Go Green the Right Way

This week, Energy Minister Brad Duguid, said consumer energy bills will rise by 3.5% a year, as part of the government’s 20 year energy plan.  Only part of this increase is due to the McGuinty government’s commendable commitment to up the amount of electricity generated from green sources, like wind and solar, from 3 to 15% by 2030.

Green power is the way of the future, but we can yield more from this considerable investment than just green energy.

The Green Energy Act is the centrepiece of Ontario’s green energy investment strategy.  The Act offers guaranteed access and lucrative feed-in-tariff prices for utilities, homeowners, and companies that pump green energy into the grid.

As anticipated, companies – from IKEA to Samsung – are taking advantage of the tariffs (which will be phased down over time) and are investing millions in wind farms and solar panel installation.  It’s expected IKEA will generate $684,000 in revenue annually from the solar panels it’s putting on the roofs of just three of its retail outlets in North Etobicoke, Vaughan, and North York, from an investment of $4.6 million.

So why aren’t our public utilities, like Toronto Hydro, getting in on the action?

We have the roof top space.  Toronto has over 565 school buildings, 99 libraries, 350 community housing apartments, at least 70 subway buildings, over 150 recreation centres, and many office buildings.    Not all, but some of these buildings will be ideal for solar panels.

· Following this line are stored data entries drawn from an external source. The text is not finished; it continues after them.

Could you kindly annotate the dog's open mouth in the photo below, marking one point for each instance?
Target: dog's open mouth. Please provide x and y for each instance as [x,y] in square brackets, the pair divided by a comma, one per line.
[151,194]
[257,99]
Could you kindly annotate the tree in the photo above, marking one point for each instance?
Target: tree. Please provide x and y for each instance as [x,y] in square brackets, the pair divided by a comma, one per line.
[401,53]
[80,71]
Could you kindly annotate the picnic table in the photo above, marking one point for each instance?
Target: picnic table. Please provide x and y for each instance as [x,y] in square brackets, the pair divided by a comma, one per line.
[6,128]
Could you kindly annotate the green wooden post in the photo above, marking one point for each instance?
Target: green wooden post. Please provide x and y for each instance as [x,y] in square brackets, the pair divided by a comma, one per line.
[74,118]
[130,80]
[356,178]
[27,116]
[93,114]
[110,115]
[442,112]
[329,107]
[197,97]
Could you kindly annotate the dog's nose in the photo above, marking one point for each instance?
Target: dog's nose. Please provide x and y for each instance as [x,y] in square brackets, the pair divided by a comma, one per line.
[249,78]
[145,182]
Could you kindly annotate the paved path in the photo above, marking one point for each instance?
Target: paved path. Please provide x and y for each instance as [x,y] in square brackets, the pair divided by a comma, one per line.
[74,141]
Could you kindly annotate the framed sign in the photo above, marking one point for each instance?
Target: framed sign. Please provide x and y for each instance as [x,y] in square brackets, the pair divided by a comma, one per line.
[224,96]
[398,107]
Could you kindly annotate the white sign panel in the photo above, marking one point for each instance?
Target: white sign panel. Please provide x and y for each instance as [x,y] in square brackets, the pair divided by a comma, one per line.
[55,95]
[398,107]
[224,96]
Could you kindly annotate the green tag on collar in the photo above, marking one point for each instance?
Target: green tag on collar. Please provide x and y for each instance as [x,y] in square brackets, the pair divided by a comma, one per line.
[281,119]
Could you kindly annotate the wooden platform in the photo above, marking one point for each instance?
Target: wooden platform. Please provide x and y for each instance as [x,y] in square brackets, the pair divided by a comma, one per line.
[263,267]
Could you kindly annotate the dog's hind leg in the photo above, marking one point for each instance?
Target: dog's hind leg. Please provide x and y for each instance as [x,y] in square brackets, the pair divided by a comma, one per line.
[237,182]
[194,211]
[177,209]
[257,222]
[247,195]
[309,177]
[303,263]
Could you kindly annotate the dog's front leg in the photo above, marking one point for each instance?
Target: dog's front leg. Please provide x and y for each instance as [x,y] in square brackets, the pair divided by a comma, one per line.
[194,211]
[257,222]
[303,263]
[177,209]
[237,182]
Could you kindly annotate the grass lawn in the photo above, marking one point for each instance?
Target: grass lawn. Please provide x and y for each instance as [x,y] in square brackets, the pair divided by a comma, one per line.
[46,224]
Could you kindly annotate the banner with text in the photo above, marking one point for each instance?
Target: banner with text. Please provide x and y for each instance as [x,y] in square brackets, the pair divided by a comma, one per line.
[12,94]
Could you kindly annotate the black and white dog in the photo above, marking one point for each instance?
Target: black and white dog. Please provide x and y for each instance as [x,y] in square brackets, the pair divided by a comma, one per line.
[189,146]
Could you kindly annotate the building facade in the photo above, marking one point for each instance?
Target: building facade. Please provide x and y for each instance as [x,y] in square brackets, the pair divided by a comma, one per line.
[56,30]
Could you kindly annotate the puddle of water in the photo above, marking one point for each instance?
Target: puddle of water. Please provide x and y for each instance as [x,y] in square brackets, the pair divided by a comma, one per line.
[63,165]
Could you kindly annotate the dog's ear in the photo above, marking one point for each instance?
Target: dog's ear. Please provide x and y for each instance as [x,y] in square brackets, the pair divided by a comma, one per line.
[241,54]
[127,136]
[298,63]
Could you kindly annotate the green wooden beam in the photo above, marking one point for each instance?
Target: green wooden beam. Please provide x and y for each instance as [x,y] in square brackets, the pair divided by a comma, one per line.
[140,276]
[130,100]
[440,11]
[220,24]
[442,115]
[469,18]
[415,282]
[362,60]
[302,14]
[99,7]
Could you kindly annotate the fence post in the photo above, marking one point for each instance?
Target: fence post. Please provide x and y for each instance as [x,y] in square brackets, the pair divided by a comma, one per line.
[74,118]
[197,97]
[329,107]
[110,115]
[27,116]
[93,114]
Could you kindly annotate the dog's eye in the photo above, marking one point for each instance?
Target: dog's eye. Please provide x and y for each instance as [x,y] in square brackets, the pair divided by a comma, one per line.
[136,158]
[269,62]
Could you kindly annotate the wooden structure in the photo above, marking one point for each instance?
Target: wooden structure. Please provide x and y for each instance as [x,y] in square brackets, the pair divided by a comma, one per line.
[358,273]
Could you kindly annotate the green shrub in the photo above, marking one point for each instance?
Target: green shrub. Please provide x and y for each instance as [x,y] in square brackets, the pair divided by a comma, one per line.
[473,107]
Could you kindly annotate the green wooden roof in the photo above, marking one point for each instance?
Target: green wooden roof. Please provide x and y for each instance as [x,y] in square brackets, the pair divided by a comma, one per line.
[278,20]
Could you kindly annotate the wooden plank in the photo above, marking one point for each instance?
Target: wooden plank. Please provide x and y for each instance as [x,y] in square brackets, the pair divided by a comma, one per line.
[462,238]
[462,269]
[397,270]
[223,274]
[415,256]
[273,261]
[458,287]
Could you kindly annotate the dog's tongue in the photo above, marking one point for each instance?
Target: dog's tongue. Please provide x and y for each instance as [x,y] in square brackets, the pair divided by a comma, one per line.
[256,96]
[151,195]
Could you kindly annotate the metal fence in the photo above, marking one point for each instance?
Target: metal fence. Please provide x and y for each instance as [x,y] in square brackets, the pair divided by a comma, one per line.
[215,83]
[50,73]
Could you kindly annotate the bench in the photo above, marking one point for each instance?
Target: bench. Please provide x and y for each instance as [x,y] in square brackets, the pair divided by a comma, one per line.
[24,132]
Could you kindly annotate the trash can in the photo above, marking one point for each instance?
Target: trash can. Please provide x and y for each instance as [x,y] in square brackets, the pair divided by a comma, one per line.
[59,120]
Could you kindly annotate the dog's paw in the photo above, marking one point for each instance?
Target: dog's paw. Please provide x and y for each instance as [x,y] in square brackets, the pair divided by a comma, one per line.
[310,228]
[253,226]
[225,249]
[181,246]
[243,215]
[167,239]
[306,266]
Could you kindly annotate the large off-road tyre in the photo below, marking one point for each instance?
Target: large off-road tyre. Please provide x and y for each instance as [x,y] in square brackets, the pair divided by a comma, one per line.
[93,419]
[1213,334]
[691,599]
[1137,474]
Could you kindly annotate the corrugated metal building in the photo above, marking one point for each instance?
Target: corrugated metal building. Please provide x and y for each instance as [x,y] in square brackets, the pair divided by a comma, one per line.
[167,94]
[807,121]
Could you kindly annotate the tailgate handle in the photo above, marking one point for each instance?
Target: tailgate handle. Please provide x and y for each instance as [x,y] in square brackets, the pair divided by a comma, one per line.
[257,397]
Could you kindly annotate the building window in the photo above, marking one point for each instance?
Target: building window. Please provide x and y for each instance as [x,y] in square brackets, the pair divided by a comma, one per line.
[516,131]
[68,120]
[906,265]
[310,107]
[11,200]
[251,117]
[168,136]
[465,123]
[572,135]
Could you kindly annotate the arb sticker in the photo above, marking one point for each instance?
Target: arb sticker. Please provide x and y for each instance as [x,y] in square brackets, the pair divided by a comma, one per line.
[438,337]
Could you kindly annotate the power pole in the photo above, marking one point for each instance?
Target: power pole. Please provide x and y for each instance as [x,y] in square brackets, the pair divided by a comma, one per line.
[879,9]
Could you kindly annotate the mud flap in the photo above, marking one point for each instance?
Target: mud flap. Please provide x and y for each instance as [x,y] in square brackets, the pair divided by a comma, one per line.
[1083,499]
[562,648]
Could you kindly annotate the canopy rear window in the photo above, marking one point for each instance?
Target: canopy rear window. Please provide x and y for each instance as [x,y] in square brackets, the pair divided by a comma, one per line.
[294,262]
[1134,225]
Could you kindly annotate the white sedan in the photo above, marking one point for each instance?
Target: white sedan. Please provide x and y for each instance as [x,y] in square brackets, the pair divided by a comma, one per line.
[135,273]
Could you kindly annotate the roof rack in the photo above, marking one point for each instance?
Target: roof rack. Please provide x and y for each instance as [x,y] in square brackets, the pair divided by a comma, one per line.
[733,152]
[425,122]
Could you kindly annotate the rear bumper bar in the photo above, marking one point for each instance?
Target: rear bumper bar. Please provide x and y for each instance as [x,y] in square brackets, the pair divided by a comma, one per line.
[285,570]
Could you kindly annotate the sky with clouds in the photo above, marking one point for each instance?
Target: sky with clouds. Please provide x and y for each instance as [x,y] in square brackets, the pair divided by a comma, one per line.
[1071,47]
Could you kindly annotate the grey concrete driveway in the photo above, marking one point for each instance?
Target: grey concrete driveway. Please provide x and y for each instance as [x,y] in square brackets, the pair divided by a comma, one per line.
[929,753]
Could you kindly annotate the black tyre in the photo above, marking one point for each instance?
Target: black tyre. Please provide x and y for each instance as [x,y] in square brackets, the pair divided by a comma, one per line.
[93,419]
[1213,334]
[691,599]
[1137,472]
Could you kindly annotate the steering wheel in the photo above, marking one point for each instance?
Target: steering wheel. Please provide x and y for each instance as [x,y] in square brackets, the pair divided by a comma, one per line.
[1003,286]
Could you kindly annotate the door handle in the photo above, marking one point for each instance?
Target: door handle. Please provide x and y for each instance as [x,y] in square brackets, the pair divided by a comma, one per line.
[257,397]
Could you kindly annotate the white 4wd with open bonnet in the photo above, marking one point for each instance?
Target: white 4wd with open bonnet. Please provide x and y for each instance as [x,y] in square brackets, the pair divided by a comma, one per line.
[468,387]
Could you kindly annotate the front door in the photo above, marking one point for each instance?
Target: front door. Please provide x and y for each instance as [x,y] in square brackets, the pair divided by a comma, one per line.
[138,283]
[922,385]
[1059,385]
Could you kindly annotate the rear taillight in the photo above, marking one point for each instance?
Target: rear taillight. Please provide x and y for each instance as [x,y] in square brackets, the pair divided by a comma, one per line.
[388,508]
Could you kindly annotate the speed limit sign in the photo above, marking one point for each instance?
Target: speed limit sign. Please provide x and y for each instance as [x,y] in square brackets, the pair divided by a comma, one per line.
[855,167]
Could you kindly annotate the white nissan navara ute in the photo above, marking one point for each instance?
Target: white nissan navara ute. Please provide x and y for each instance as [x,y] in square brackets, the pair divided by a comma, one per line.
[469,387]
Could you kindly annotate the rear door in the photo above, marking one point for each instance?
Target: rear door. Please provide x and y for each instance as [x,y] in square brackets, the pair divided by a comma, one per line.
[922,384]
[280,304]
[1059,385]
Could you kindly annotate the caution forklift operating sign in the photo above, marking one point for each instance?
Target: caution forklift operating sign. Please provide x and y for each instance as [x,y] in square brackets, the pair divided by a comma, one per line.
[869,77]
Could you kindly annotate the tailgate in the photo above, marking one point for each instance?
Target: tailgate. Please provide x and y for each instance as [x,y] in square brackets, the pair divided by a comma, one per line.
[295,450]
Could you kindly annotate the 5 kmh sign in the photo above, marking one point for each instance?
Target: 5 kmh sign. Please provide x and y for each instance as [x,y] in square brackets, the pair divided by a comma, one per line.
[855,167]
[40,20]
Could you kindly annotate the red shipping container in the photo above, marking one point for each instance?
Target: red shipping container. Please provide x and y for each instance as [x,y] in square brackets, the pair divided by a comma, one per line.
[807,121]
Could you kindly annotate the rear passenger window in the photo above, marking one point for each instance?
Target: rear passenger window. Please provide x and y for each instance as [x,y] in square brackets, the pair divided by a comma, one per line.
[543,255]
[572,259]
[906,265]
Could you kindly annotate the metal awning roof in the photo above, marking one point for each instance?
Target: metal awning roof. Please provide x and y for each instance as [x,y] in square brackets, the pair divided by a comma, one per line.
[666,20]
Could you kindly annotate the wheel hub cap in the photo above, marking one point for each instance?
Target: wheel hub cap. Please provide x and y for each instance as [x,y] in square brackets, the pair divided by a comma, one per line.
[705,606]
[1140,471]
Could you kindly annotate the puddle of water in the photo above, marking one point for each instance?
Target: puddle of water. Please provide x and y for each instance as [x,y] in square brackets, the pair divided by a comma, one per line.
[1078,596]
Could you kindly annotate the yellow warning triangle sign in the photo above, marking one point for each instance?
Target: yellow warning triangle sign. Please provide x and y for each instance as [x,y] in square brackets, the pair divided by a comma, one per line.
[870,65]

We desperately need good local jobs.  Free trade agreements have decimated Ontario’s manufacturing sector, and unemployment in Toronto still hovers at 10%.  Public utilities are more susceptible to public pressure to go above and beyond the requirement in the Green Energy Act to manufacture a percentage of the parts in solar panels and wind turbines in Ontario than foreign utilities.   And then there are the mostly permanent jobs in research and development, management, finance, and administration that go with being headquartered in Toronto – which is the case with Toronto Hydro and Hydro One, but certainly not Samsung or IKEA.

As government agencies, utilities are also required to do their part to tackle the class divide and embrace equitable hiring policies so more people of colour, young people, and newcomers have access to good local jobs.  Indeed, a new report by the Mowat Centre for Policy Innovation reveals that young men (most notably immigrants and people of colour) are the new face of poverty in Canada – and this is the demographic that would also benefit from a renewal in the manufacturing sector.

And finally, we need the revenue.   Foreign companies send the money we pay on energy bills to their shareholders offshore, but public utilities reinvest our money into the public sector, which means more money for health care, schools, and deficit repayments.

Without question we must go green to do our part to tackle climate change.  The McGuinty government, however, must adjust its energy plan so we go green in a fair way that benefits all Ontarians.